National Centre of Expertise
The National Centre of Expertise sits inside NHSX and its core functions will oversee the policy framework, provide specialist commercial and legal advice to NHS organisations entering data agreements, develop standard contracts and guidance, and ensure that the advantages of scale in the NHS can deliver benefits for patients and the NHS.
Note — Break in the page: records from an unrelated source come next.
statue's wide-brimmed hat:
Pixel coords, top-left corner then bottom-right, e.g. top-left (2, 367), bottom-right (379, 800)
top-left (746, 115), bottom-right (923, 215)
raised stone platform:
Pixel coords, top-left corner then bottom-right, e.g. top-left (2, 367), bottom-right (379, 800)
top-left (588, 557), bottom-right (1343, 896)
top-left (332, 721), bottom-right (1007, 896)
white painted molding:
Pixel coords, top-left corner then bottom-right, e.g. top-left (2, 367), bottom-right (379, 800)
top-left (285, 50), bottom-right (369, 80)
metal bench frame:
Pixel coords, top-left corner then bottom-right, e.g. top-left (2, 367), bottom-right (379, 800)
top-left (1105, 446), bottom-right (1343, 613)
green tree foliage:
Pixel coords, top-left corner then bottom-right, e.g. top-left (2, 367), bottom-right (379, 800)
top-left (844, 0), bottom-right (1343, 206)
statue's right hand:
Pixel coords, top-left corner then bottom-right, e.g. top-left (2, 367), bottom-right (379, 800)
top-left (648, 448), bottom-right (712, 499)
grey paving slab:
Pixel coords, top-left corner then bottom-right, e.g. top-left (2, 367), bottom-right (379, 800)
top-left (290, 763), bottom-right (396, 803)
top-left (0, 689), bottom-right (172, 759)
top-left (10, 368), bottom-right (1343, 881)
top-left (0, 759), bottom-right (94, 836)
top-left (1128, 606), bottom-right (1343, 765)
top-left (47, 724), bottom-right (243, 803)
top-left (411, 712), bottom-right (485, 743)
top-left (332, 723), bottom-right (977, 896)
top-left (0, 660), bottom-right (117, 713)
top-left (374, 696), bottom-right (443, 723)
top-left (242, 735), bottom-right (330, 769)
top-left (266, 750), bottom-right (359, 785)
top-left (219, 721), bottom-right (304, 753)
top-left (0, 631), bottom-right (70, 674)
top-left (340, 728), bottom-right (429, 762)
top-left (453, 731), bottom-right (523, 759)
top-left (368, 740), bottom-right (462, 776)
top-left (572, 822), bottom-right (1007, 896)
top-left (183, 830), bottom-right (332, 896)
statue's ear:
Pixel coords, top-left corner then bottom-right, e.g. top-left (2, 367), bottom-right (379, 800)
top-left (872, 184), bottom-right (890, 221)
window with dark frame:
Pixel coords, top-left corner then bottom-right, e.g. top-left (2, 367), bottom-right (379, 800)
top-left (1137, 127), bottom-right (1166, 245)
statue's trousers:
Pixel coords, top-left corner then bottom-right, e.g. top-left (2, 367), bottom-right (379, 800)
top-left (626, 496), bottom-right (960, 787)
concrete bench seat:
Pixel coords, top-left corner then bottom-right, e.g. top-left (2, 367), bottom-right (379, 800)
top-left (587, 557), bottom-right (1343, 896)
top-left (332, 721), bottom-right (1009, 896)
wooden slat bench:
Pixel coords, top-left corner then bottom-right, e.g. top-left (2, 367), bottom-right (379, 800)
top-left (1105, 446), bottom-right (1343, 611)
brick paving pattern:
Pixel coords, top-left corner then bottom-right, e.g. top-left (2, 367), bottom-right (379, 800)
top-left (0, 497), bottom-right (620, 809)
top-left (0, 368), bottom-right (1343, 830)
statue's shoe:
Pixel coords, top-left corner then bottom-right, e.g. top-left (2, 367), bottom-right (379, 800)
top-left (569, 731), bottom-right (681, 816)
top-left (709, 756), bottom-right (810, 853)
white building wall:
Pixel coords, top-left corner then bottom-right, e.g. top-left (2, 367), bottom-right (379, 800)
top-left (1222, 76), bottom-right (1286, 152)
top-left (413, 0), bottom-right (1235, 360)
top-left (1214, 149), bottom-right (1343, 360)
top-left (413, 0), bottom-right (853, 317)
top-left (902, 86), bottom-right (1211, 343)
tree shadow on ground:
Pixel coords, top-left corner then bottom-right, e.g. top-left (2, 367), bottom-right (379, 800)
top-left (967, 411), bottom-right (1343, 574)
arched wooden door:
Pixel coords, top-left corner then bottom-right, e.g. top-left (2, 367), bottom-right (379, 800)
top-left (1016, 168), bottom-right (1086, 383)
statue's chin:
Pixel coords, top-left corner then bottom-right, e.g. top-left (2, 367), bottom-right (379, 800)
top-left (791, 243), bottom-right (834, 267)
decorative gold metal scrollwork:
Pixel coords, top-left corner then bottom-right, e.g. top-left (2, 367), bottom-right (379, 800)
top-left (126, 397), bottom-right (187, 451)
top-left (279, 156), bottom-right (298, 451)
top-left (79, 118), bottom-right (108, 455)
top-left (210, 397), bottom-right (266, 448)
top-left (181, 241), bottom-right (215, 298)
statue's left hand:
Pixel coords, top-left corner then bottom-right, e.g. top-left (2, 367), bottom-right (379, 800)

Accelerating Detection of Disease
The Accelerating Detection of Disease challenge is recruiting a world-leading cohort of up to 5 million participants by 2024 to support research intended to improve the early detection, risk stratification, and early intervention of chronic diseases in individuals, before symptoms present. The cohort aims to collect biological (blood) samples and health related data on all 5 million participants, with plans to collect repeat samples from a subset. By using AI and data, research in early diagnosis can be accelerated, leading to better prevention and treatment of disease. The pioneering programme is unparalleled – in the UK and globally – in its attempt to tackle the challenge of early diagnosis of major chronic illness in an entire population. The challenge will develop a major enduring national resource that will support new AI approaches to early diagnosis and biomarker discovery while enabling the development, testing and validation of new diagnostic tools at scale. Funding: £79 million from the Industrial Strategy Challenge Fund with an expectation matched funding of £160 million from industry.